In that year York Civic Trust provided a new fountain for Exhibition Square. It’s still there, but as previously mentioned, it’s apparently eroding the Etty statue. And as the Etty statue is a listed monument, and the fountain isn’t, it seems more likely that the fountain will have to go. They can’t live together anymore.
So let’s focus our attention on the fountain, and let’s leap back to 1971. The Civic Trust’s annual report included a piece on this new fountain for York: ‘a gift which all its citizens could enjoy.’
It’s always good to read contemporary accounts, to get the proper picture of what people thought at the time, because we forget what we thought, as we get used to things being there and take them for granted.
The joy and sense of achievement and a job well done was recorded back then when this fountain was new. These images can be enlarged if you’d like to read the report. Please do – it’s very cheering and inspiring. And it reminds us of just one of the many gifts the York Civic Trust has given to the city and its residents.
The report tells us that the fountain was designed by Bernard Feilden, OBE, and that the slate plaques were carved by York carver Richard Reid (probably better known as Dick Reid, and we now add OBE to his name too).
It was, says the report, ‘an excellent example of co-operation in which the Corporation played its full part.’ The council (the ‘Corporation’) repaved around the fountain – presumably the slabs that are still there today. The Etty statue was cleaned, and floodlit.
‘Altogether a splendid exercise in improving the environment.

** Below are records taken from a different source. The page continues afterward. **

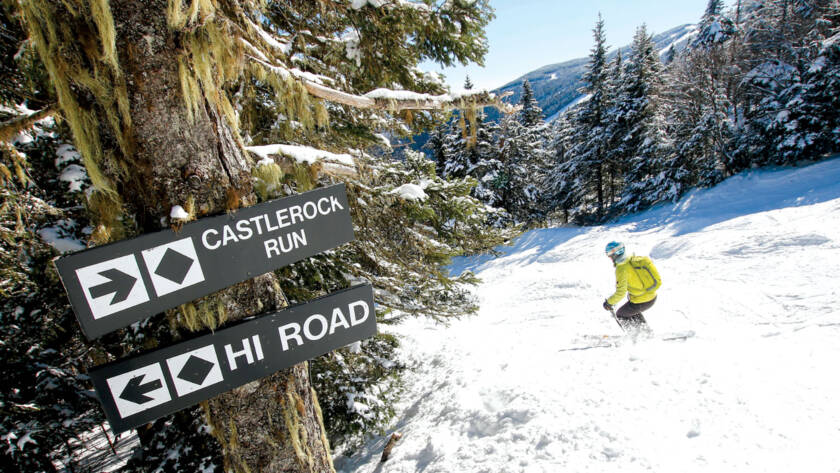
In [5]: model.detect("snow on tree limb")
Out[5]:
[298,77,516,113]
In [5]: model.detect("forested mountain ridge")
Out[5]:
[487,24,697,121]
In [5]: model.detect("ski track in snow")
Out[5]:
[336,158,840,473]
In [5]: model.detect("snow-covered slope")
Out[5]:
[486,24,697,123]
[336,158,840,473]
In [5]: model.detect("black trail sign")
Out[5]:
[56,184,353,339]
[89,285,376,432]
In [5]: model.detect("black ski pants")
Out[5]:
[615,297,656,330]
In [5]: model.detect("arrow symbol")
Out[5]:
[178,355,216,385]
[89,268,137,305]
[120,374,163,404]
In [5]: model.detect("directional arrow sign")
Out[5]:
[56,184,353,339]
[88,268,137,305]
[89,285,376,432]
[120,374,163,405]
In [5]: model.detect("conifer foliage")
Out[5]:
[0,0,506,472]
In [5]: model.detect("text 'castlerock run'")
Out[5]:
[56,184,354,338]
[201,195,344,258]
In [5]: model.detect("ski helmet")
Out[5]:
[606,241,624,261]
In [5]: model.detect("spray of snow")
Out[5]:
[336,158,840,473]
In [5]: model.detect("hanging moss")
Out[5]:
[306,388,335,473]
[251,162,284,200]
[20,0,133,195]
[87,188,128,245]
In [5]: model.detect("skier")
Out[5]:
[604,241,662,333]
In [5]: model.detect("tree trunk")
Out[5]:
[34,0,334,472]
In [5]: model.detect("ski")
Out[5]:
[557,330,694,352]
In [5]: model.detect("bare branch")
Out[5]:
[0,103,58,141]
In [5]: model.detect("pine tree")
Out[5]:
[550,14,611,218]
[616,25,668,212]
[519,79,544,127]
[496,81,549,222]
[15,0,492,472]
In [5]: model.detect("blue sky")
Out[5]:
[422,0,708,90]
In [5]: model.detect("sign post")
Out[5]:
[89,285,376,432]
[56,184,354,340]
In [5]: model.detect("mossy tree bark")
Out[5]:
[27,0,333,472]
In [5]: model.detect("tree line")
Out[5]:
[427,0,840,224]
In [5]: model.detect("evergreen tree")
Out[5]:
[4,0,506,472]
[519,79,544,128]
[496,85,549,221]
[616,25,668,212]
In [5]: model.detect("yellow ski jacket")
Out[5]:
[607,256,662,305]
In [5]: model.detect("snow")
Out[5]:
[169,205,190,220]
[58,163,87,192]
[336,158,840,473]
[388,183,429,201]
[248,20,292,55]
[55,143,82,169]
[38,219,87,254]
[245,144,355,167]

So, should anyone ask you what is the meaning of that word take them to Exhibition Square on a sunny day, look out across the fountain towards Bootham Bar with the tumbling red roofs behind it and the Minster towers beyond — surely one of the loveliest sights in Europe — and then remember what it used to be like.’

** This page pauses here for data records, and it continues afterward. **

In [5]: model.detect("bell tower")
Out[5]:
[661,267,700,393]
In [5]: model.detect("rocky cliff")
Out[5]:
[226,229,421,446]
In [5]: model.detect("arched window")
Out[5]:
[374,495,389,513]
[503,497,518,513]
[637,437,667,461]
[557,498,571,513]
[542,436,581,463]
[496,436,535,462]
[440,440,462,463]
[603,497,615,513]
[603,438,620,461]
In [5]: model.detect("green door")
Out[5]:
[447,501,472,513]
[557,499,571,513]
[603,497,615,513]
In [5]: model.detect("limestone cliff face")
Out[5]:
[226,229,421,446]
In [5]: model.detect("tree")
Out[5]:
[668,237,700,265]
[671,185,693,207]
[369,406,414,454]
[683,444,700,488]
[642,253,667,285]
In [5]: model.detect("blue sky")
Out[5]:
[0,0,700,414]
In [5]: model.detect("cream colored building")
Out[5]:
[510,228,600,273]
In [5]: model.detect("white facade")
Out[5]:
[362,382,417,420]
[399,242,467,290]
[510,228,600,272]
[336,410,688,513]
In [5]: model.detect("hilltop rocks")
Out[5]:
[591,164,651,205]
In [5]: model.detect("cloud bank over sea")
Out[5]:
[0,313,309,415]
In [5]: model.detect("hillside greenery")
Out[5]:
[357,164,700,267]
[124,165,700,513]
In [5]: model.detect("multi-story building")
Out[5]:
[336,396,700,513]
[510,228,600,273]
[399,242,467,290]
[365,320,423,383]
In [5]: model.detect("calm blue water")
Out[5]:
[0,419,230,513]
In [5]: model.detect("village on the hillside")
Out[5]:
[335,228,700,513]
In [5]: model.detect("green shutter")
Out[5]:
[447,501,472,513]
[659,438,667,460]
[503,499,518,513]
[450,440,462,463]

I don’t remember what it used to be like, but photos show that by that time the Etty statue was surrounded by parked cars on tarmac. The view across to Bootham Bar, the red roofs and Minster, remains. It’s still lovely, ‘proper York’, and it’s the main image at the top of these pages (full effect visible if you’re viewing on a larger screen).
I’d forgotten how many photos I’d taken of the fountain. I did find it aesthetically pleasing, in the morning light in summer, when lit in the evening. I’m not sure whether it’s still lit in the evening – I stopped paying attention and took it for granted. Not alone in that I’m sure.
To me it has no strong personal significance, but it was a gift to the city, and it clearly meant a lot to York Civic Trust when it was placed here in the square back in 1971, and that should be recorded, with appreciation.
A new fountain/water feature will probably replace it, but it won’t mean as much as the installation of the 1971 fountain. The wish to ‘Reinvigorate York’ hasn’t produced anything as vigorous as that passionate and inspiring description from 1971 : ‘It is a pleasing thing to see young children running round the square thrilling to the dancing water.’ Now we get phrases like ‘transforming the economic, cultural and recreational offer’.
If you were one of the children of the 1970s running through the water, or have other thoughts you’d like to share, please add a comment. Please, on these important records of what we knew of York in the 20th century, share it on the proper open-to-all internet, the online version of the public square, rather than on Facebook or Twitter. That way there’s more chance people in the future will be able to find it, this history of ours. Facebook and Twitter don’t care about your real history, what you remember about this place we know. I do.
January 2021: It’s now some years since the above was written. The Etty statue is still there, and so is the fountain.
They looked particularly handsome, and seemed to be enjoyed, during the Bloom York festival a few years back.